As all herein mentioned programs also gpgm2srt is a Perl script. It is plain text file containing commands that need to be interpreted/executed by PERL installed in operating system. Compared to console version gpgm2srt needs also Perl-Tk graphical toolkit incorporating miscellaneous graphical widgets (window, buttons, scrollbars, canvas etc.). Software requirements are:

! Perl Perl interpreter, version 5.8 or higher is recommended

! Perl-Tk Perl graphical toolkit

! subtitle2pgm binary file compiled out of transcode sources; version compiled on Mandrake(Mandriva)Linux is for download; it should work under other Linux distributions too (try subtitle2pgm -h in location directory, it prints help); this binary converts subtitles stream into series of PGM pictures + .srtx file containing timing

! libnetpbm9 library needed for PBM/PGM/PPM/PNM graphical formats manipulation and required by subtitle2pgm; whether is the library present in system type rpm -qa | grep pbm on systems using RPM packages. In case of need, as root use
rpm -ivh libnetpbm9-9.24-8mdk.i586.rpm

!? perl-Tie-Watch depending on your distribution this package for Perl could be required

!? recode utility from same package for conversion of text between different code pages

!? file utility from same package for file type detection – in case of textual file it prints also encoding (code page) used

? tcextract program from transcode package used for extracting subtitles stream out of multimedia file (DVD)
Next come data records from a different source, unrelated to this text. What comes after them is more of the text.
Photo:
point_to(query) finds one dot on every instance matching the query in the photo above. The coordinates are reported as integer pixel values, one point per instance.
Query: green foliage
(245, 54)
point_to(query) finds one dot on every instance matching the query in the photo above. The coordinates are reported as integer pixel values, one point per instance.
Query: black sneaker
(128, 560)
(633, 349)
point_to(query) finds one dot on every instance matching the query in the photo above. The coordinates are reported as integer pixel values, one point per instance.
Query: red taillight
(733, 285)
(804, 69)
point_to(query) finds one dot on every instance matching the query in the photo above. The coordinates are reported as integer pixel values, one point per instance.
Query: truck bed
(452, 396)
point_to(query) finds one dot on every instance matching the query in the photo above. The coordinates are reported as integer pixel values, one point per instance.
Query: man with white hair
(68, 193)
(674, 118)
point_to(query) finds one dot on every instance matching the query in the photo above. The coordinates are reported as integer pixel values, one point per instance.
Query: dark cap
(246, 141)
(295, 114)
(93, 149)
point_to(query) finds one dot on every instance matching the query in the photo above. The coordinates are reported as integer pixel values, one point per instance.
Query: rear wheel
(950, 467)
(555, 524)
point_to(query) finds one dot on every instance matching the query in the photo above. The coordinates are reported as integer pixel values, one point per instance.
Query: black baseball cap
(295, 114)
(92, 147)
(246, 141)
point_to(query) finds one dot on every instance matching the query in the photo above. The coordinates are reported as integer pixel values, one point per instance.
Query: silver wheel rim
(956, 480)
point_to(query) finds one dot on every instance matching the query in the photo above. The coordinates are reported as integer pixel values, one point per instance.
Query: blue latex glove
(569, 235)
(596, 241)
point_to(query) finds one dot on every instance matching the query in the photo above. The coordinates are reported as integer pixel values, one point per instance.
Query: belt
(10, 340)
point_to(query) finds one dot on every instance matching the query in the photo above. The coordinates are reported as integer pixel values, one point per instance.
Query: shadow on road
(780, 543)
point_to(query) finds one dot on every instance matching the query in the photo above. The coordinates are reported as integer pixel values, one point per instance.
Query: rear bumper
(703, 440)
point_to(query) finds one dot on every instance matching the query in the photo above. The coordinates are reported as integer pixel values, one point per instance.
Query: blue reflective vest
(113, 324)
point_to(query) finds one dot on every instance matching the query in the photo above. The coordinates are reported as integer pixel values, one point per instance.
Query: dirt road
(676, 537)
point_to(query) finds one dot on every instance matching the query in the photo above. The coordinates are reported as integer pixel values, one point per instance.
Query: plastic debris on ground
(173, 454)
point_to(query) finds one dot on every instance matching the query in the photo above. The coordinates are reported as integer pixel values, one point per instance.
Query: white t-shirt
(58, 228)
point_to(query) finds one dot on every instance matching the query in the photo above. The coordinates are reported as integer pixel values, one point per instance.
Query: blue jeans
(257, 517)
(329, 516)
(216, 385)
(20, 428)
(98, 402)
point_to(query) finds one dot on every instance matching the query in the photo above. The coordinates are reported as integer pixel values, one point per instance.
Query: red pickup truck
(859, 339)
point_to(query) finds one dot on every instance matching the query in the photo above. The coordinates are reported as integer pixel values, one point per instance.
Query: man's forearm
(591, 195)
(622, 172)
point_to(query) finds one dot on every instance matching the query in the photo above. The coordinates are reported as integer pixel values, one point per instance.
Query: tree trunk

? tccat program from transcode package used for DVD content reading

? MPlayer multimedia player used by script for listing subtitles included on DVD (which subtitle languages are present on DVD)
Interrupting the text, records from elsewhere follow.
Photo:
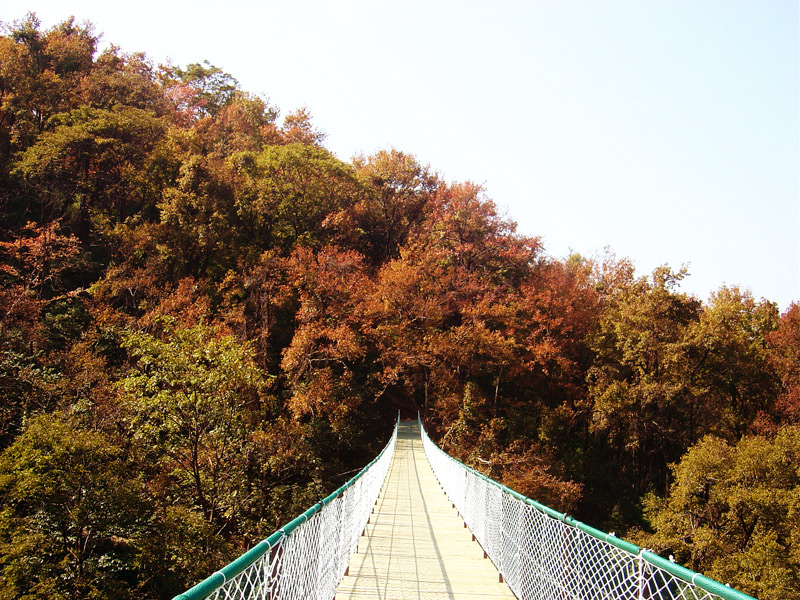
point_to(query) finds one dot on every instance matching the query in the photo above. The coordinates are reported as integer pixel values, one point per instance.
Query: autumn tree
(784, 356)
(192, 396)
(733, 513)
(73, 516)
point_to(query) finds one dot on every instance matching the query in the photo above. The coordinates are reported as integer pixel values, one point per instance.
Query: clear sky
(667, 130)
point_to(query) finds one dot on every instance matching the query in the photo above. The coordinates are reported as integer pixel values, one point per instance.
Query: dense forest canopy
(207, 321)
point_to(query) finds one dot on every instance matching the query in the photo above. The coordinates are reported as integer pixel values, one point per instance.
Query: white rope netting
(543, 555)
(309, 556)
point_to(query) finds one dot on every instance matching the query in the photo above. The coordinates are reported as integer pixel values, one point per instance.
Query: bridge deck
(416, 545)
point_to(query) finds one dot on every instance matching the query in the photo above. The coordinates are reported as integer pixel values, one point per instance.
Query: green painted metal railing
(513, 528)
(307, 557)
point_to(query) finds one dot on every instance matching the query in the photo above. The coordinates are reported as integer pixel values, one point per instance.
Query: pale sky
(667, 130)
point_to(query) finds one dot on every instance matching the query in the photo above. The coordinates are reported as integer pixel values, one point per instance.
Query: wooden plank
(416, 545)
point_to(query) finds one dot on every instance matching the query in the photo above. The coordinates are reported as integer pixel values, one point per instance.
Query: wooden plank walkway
(416, 546)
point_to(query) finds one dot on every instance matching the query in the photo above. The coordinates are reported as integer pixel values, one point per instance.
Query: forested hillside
(208, 321)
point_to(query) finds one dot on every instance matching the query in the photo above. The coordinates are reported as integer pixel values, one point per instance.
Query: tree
(640, 395)
(193, 396)
(288, 192)
(199, 90)
(733, 513)
(39, 76)
(73, 514)
(784, 356)
(733, 380)
(94, 167)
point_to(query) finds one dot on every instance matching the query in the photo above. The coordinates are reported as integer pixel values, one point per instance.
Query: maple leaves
(250, 311)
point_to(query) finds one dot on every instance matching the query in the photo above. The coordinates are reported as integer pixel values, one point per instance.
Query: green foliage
(733, 513)
(192, 397)
(165, 243)
(73, 514)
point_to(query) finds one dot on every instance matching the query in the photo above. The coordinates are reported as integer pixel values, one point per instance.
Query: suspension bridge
(417, 524)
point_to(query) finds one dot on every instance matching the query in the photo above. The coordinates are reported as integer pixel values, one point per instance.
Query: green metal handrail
(706, 583)
(210, 584)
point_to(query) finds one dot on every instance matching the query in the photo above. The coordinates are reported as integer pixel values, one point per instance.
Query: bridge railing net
(308, 556)
(543, 554)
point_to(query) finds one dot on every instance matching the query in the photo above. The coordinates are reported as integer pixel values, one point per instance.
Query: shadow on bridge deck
(416, 546)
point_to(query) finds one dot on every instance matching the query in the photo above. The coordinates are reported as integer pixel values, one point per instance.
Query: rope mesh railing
(307, 557)
(543, 554)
? srtrepair.pl own Perl script for timing and text corrections after OCR; version 1.10 required (the most recent is recommended)

! - necessary, ? - not necessary but some script functions require it

Installation

Only single scripts (no rpm) gpgm2srt.pl and Exactocr.pm are available currently (you can find them in the download section). The latter mentioned script is a perl module incorporating the exact match OCR (Optical Character Recognition) algorithm common both for graphical and console version in the future. Thus separate upgrades are possible. Henceforth the console script pgm2srt.pl is unmaintained. The Exactocr.pm module is massively based on pgm2srt.pl.

Download gpgm2srt.pl and Exactocr.pm scripts together with subtitle2pgm into ~/bin/ directory, i.e. your home directory - in my case it is /home/hanus/bin/. If /bin/ directory is not present in your home directory, create it. Then type echo $PATH and check, whether the directory /home/user/bin/ is set for commands search. If not, use PATH=$PATH:$HOME/bin to set it.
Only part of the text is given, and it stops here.